Here, the topic of anti-Americanism in Russia and Russophobia in the United States can’t be ignored. Both track their roots to the legacy of the Cold War and both have designated cheerleaders among hardliners at home. Neither can be uprooted without a conscious, steady effort of enlightened elites. Some recent developments give reason for cautious optimism in this area. Addressing the participants of the World Russian Forum, Ambassador William Courtney—former U.S. Ambassador to Kazakhstan and Georgia—presented the idea of creating a Russia Society, an organization with a stated goal of promoting understanding of Russia in the United States. Equally promising is the creation—by a group of liberally-minded Russian politician and civil activists—of a Center for U.S.-Russian Rapprochement, whose mission is to eradicate the rampant anti-Americanism penetrating the Russian society.

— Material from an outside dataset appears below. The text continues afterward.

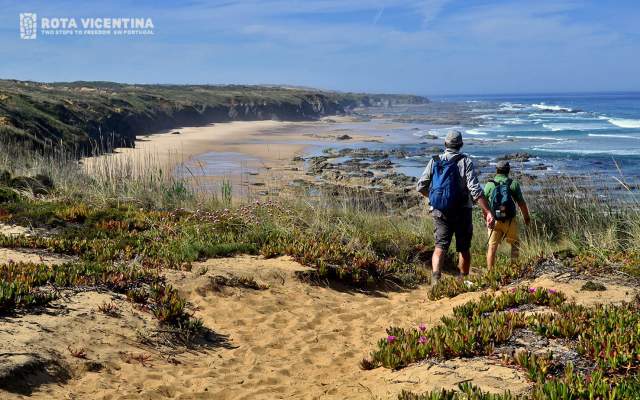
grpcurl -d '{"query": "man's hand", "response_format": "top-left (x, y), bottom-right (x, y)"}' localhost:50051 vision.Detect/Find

Yet another long-overdue move that Russia should make to improve its relationship with the United States is to begin promoting its interests in Washington using professional lobbyists. A functional pro-Russian lobby could be able to insulate U.S.-Russia relations from frequently changing political configuration in Washington, be it at the White House or in Congress. At the very least, Russia must show to its American partners that it understands the rules of the game that is being played in Washington. Wins will follow.
Eugene Ivanov is a Massachusetts-based political commentator who blogs at The Ivanov Report.